The company and its political supporters have put enormous pressure on the NSW Independent Planning Commission (IPC) to endorse the Narrabri project. The NSW government has backed the development fully. Federal Energy Minister Angus Taylor has strongly backed it too.
Even as the commission was deliberating on its verdict, Morrison listed it as one of 15 projects of national significance that should be accelerated under federal environment laws.
“It has had political support at the highest level,” says Mark Ogge, principal adviser to progressive think tank The Australia Institute.
Santos is used to getting its way. Since its origin as the SA-owned Northern Territory Oil Search more than 60 years ago, it has maintained strong connections to government, giving it access to powerful decision-makers.
“It has an incredible amount of support from governments, partly because it spends a lot of money on lobbying and gets access to government ministers and other government officials, but also because it tells a story that gas is needed,” Ogge says.
One early champion was Martin Ferguson, who as federal resources and energy minister helped spruik Santos’ Gladstone project in Queensland in 2010.
Within months of retiring from politics, Ferguson joined the advisory board of the Australian Petroleum Production and Exploration Association, the lobby group representing Santos and the oil and gas industry.
As the war over coal seam gas heated up, the revolving door continued to spin. By 2015, Santos had hired two former federal ministerial advisers and a former adviser to the NSW resources minister.
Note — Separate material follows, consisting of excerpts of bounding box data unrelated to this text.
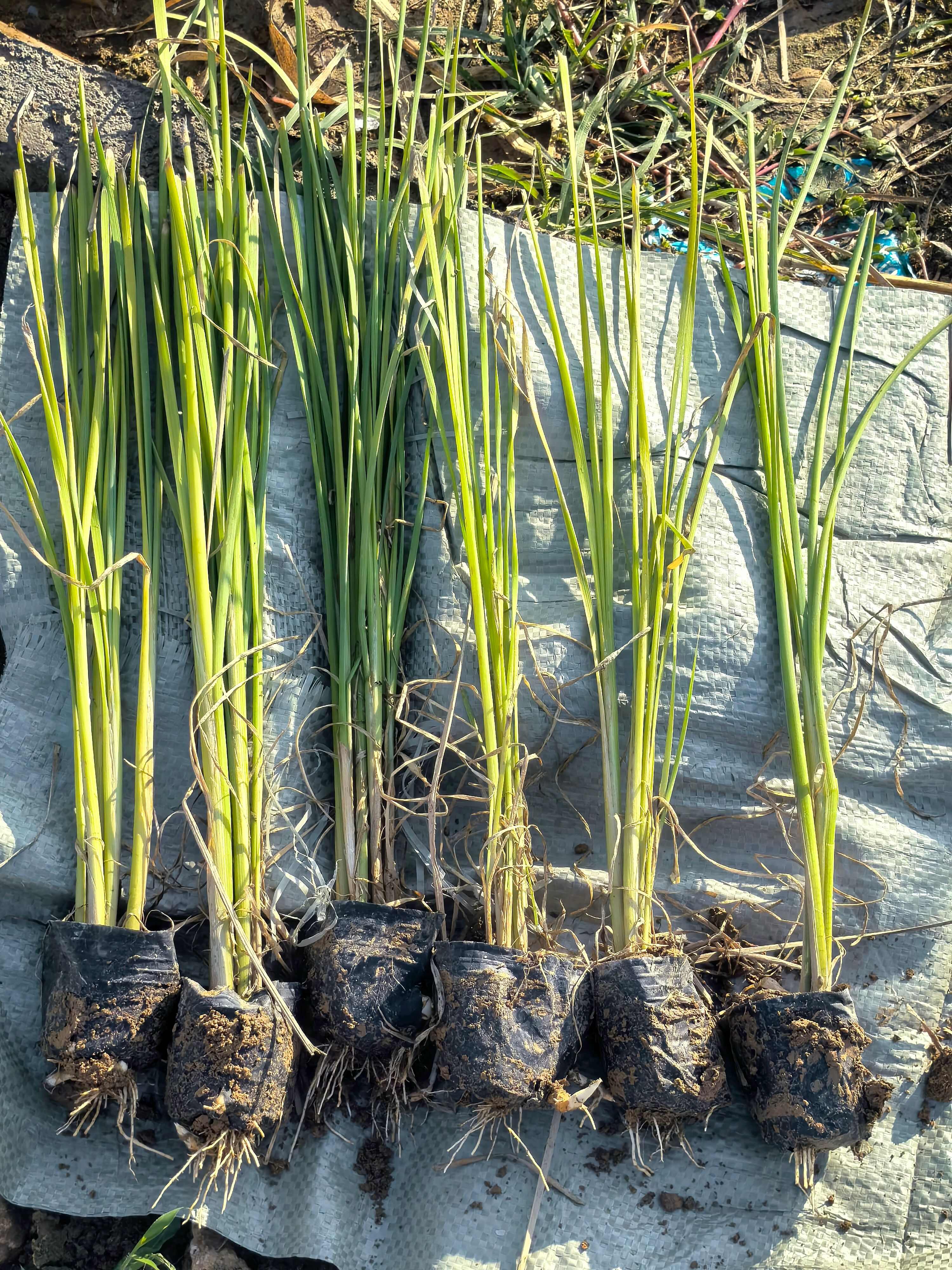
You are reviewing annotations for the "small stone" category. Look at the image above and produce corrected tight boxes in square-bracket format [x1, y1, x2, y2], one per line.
[0, 1199, 29, 1265]
[188, 1224, 248, 1270]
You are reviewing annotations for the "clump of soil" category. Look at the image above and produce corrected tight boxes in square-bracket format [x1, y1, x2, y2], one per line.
[354, 1135, 393, 1226]
[434, 941, 593, 1115]
[925, 1044, 952, 1102]
[27, 1210, 188, 1270]
[302, 900, 440, 1059]
[585, 1147, 628, 1177]
[165, 979, 297, 1142]
[727, 991, 892, 1151]
[41, 922, 180, 1071]
[595, 955, 730, 1132]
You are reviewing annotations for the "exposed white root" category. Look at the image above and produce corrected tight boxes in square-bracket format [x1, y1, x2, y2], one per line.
[297, 1044, 414, 1158]
[626, 1111, 702, 1177]
[793, 1147, 816, 1195]
[152, 1124, 264, 1215]
[43, 1055, 162, 1168]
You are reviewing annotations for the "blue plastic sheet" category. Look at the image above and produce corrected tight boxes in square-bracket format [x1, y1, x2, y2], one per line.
[644, 157, 915, 278]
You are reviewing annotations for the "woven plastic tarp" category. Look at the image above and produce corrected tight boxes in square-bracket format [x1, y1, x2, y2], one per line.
[0, 198, 952, 1270]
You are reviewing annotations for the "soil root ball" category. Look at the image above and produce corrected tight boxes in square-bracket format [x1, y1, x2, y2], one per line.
[165, 979, 298, 1149]
[726, 989, 892, 1163]
[594, 954, 730, 1167]
[434, 942, 592, 1115]
[302, 899, 440, 1060]
[41, 922, 180, 1132]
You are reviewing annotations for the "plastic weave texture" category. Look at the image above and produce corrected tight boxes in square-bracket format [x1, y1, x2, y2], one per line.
[0, 198, 952, 1270]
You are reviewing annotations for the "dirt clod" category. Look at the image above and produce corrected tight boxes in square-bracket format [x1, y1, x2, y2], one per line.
[165, 979, 296, 1142]
[585, 1147, 628, 1177]
[354, 1137, 393, 1224]
[925, 1045, 952, 1102]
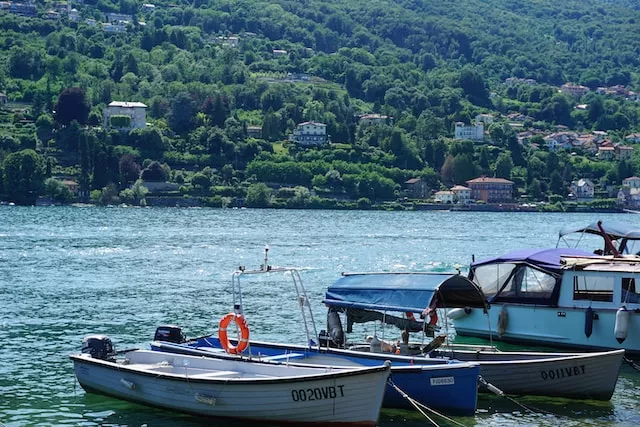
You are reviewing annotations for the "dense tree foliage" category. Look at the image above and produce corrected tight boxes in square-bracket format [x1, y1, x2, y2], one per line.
[0, 0, 640, 206]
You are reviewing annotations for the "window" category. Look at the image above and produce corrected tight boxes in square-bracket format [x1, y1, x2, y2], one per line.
[620, 277, 640, 304]
[573, 275, 615, 302]
[473, 264, 516, 297]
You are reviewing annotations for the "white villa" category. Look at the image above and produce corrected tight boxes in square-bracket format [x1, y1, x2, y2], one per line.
[454, 122, 484, 141]
[622, 176, 640, 188]
[358, 114, 393, 126]
[102, 101, 147, 130]
[451, 185, 471, 204]
[289, 122, 329, 146]
[435, 190, 455, 203]
[571, 178, 595, 201]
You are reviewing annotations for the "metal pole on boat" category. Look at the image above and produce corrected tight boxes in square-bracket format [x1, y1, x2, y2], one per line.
[262, 245, 270, 271]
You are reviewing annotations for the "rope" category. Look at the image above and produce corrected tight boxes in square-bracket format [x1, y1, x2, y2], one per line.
[624, 356, 640, 371]
[388, 378, 465, 427]
[478, 375, 556, 415]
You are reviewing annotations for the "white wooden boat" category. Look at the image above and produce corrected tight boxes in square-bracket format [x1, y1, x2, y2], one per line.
[71, 342, 390, 426]
[432, 346, 624, 400]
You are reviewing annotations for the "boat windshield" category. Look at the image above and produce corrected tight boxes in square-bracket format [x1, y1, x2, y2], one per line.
[473, 263, 516, 299]
[474, 263, 557, 304]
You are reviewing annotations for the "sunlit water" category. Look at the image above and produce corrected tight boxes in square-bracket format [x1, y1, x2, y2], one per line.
[0, 206, 640, 426]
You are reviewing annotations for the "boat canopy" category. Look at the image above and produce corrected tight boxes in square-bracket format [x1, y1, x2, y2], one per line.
[471, 248, 593, 273]
[323, 273, 486, 313]
[558, 222, 640, 240]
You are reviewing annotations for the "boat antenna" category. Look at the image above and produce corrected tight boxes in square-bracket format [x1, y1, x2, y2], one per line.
[260, 245, 271, 271]
[598, 221, 620, 258]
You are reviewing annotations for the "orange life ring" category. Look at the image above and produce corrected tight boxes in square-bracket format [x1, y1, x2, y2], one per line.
[422, 308, 438, 326]
[218, 313, 249, 354]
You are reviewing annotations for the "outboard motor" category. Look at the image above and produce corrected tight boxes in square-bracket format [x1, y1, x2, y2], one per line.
[153, 325, 187, 344]
[82, 335, 116, 360]
[327, 307, 344, 348]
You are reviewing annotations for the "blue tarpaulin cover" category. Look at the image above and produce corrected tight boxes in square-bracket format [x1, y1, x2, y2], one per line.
[471, 248, 593, 271]
[323, 273, 485, 313]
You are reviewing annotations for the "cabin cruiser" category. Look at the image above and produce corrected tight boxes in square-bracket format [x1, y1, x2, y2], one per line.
[556, 222, 640, 255]
[448, 244, 640, 353]
[151, 252, 624, 402]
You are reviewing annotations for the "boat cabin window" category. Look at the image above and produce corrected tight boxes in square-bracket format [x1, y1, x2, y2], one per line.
[496, 265, 556, 303]
[473, 263, 516, 298]
[573, 274, 615, 302]
[620, 277, 640, 304]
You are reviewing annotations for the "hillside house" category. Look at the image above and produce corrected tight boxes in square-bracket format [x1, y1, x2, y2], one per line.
[435, 190, 455, 203]
[571, 178, 595, 202]
[544, 132, 578, 155]
[454, 122, 484, 141]
[451, 185, 471, 205]
[596, 146, 615, 160]
[614, 144, 633, 160]
[617, 187, 640, 209]
[624, 133, 640, 144]
[247, 126, 262, 139]
[622, 176, 640, 188]
[102, 101, 147, 130]
[475, 113, 494, 125]
[404, 178, 430, 199]
[358, 114, 393, 126]
[467, 176, 513, 203]
[289, 122, 329, 147]
[560, 83, 589, 98]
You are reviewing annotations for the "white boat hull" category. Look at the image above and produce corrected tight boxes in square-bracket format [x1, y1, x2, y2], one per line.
[453, 303, 640, 354]
[72, 352, 389, 426]
[432, 350, 624, 400]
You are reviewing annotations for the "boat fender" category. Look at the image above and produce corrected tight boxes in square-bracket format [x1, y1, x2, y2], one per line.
[613, 305, 631, 344]
[498, 305, 509, 338]
[584, 307, 593, 338]
[218, 313, 249, 354]
[120, 378, 136, 390]
[327, 309, 344, 348]
[447, 307, 471, 320]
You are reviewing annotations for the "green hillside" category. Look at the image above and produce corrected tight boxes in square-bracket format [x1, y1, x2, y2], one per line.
[0, 0, 640, 208]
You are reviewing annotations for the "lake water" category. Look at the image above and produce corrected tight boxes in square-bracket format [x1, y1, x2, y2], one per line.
[0, 206, 640, 426]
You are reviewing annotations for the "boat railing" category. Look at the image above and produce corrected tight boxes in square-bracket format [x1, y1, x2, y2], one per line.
[231, 258, 320, 348]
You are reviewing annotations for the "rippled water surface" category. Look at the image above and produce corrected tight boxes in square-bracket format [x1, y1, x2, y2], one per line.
[0, 206, 640, 426]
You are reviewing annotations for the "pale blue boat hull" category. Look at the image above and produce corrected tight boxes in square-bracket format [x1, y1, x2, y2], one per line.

By 2018, according to one analysis, Santos had hired 16 former senior government staffers, more than any other fossil fuel company in Australia.
Ferguson’s former chief of staff Tracey Winters was one of them, becoming the company’s head of government and public affairs in 2017.
Network of operators
Santos’ vast network of political operators has allowed it to tap into high-ranking decision-makers and snap into action at every crisis.
Its political power was famously on display when it convinced the Queensland government to open the Gladstone LNG export terminal in 2010, claiming it would not affect gas prices and would not take gas from Australian consumers.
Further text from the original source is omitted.